Variance Deconvolution

The core technique implemented in MC/DC is the variance deconvolution estimator. When uncertain input parameters (e.g., cross sections, densities) are sampled across multiple realizations, the total observed variance in the output contains contributions from both the parametric uncertainty and the Monte Carlo statistical noise.

By the law of total variance,

\[\text{Var}[Y] = \text{Var}[\mathbb{E}[Y \mid \theta]] + \mathbb{E}[\text{Var}[Y \mid \theta]]\]

where \(Y\) is the quantity of interest and \(\theta\) represents the uncertain parameters. The first term is the UQ variance we want to estimate, while the second term is the MC noise that must be subtracted. The variance deconvolution estimator uses the batched variance estimates from each realization to separate these two contributions, enabling accurate UQ variance computation even when the MC noise is significant.

Implementation

MC/DC uses a dedicated RNG stream (SEED_SPLIT_UQ) for UQ samples, keeping them statistically independent from the transport random walks.

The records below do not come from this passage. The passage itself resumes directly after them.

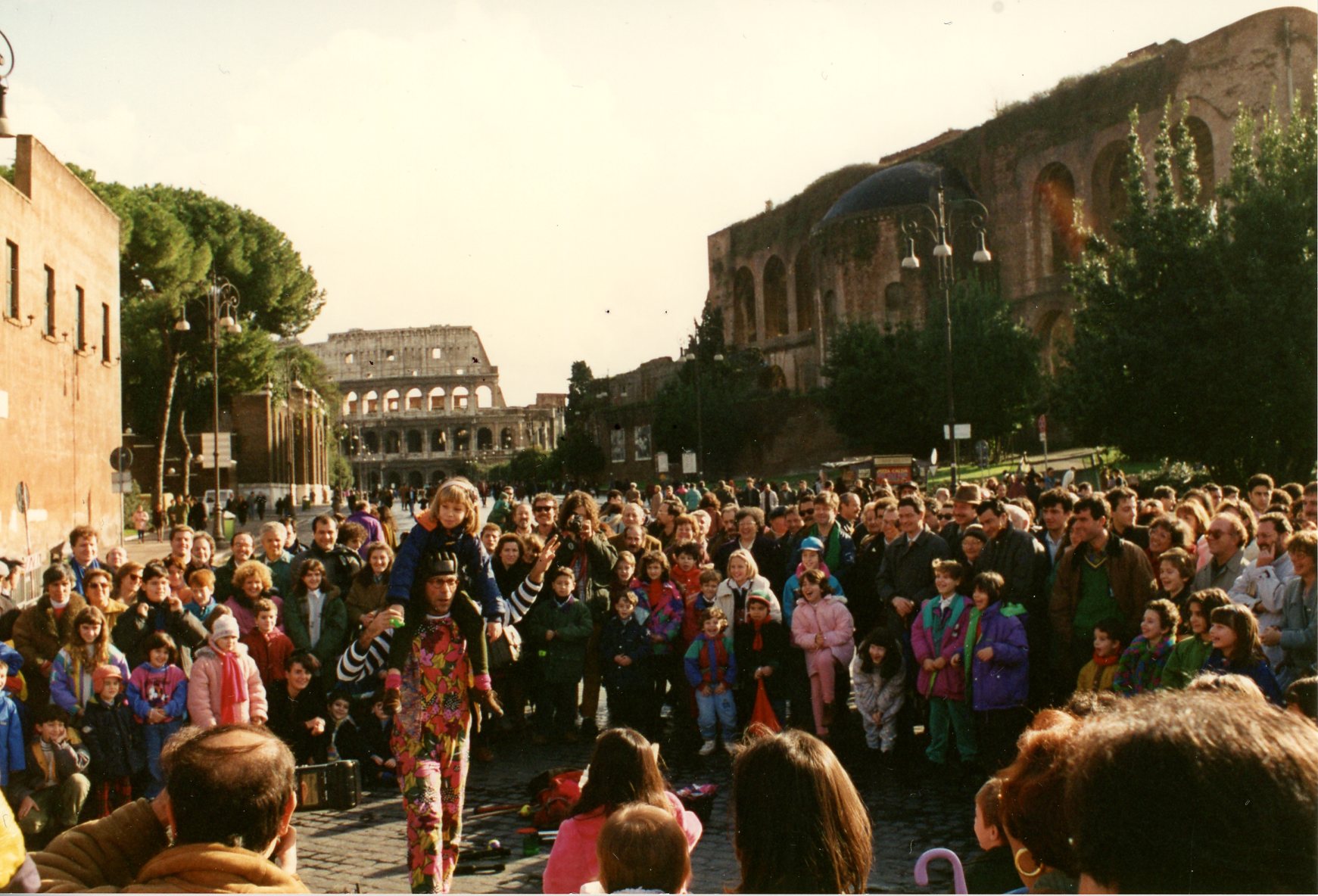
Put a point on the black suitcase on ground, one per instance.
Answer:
(332, 786)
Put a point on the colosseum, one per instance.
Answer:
(784, 278)
(422, 403)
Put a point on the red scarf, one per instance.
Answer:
(232, 687)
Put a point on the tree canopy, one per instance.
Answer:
(1195, 325)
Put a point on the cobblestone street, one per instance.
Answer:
(364, 849)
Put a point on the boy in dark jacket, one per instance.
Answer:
(761, 647)
(624, 647)
(558, 631)
(111, 738)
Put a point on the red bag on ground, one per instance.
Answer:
(763, 711)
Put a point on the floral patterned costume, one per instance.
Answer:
(430, 741)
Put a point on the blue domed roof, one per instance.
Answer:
(907, 183)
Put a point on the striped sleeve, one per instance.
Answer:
(357, 663)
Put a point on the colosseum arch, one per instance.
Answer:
(1055, 218)
(804, 278)
(775, 298)
(1108, 185)
(743, 306)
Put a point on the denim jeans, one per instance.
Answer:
(720, 709)
(154, 738)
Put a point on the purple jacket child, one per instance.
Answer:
(948, 683)
(1003, 682)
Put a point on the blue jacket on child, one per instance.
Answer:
(473, 565)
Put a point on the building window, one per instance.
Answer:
(11, 284)
(81, 320)
(51, 300)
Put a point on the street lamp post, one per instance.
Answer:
(940, 229)
(700, 414)
(222, 305)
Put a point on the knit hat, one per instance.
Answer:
(226, 625)
(967, 493)
(101, 674)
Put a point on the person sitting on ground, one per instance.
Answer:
(624, 770)
(828, 846)
(640, 849)
(1232, 764)
(994, 871)
(229, 810)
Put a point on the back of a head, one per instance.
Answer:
(229, 784)
(825, 846)
(642, 848)
(1239, 778)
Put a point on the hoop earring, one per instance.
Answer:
(1015, 860)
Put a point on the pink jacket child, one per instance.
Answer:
(574, 862)
(949, 682)
(832, 621)
(224, 686)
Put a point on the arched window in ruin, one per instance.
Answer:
(775, 298)
(896, 306)
(1108, 182)
(1055, 218)
(1053, 331)
(743, 306)
(804, 277)
(1204, 157)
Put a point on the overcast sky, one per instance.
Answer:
(544, 172)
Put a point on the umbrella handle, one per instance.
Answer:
(921, 869)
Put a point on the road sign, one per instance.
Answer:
(122, 459)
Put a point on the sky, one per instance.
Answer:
(544, 172)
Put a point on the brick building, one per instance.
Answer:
(421, 403)
(784, 278)
(60, 376)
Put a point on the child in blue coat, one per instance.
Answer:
(997, 659)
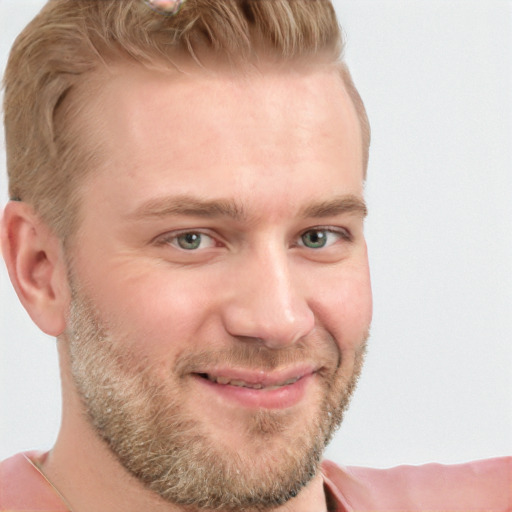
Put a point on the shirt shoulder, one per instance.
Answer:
(24, 488)
(479, 486)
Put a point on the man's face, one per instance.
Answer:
(221, 293)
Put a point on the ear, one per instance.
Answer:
(36, 265)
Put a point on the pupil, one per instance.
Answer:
(189, 240)
(314, 239)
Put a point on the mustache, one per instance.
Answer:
(254, 355)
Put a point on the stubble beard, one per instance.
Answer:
(147, 426)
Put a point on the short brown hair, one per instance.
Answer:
(70, 39)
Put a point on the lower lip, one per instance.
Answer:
(280, 398)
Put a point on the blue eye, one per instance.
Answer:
(189, 241)
(315, 238)
(320, 238)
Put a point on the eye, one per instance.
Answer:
(190, 240)
(320, 238)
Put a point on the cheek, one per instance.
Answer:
(345, 307)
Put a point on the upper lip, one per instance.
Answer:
(265, 378)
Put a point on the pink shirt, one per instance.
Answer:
(481, 486)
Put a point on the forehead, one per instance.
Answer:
(225, 134)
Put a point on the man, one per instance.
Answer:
(186, 218)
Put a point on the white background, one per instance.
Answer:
(436, 76)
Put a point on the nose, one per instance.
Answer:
(266, 302)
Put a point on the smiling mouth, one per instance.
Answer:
(226, 381)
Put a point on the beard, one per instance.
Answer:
(152, 428)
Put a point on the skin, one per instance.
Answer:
(276, 145)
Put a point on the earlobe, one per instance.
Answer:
(36, 266)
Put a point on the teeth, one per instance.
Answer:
(243, 384)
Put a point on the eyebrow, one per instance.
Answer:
(189, 206)
(336, 206)
(192, 206)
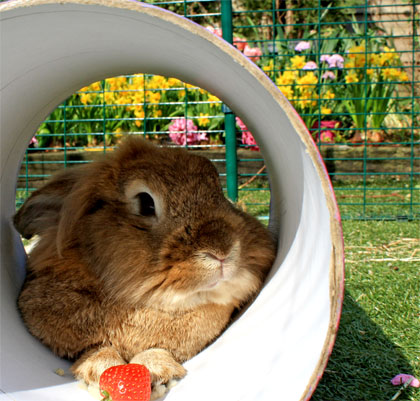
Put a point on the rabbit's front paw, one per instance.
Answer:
(92, 364)
(164, 370)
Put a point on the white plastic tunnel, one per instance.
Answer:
(279, 347)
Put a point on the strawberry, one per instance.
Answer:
(129, 382)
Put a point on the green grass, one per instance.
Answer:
(379, 330)
(380, 324)
(379, 333)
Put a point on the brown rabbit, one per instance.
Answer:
(140, 259)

UQ variance statistics are stored in the output HDF5 file alongside the standard tally results, allowing post-processing of both the mean response and its parametric uncertainty.

For more details, see:

      1. Clements, G. Geraci, A. J. Olson, and T. S. Palmer. “A variance deconvolution estimator for efficient uncertainty quantification in Monte Carlo radiation transport applications.” JQSRT (2024). DOI 10.1016/j.jqsrt.2024.108958.

      1. Clements, G. Geraci, A. J. Olson, and T. S. Palmer. “Global Sensitivity Analysis in Monte Carlo Radiation Transport.” M&C 2023.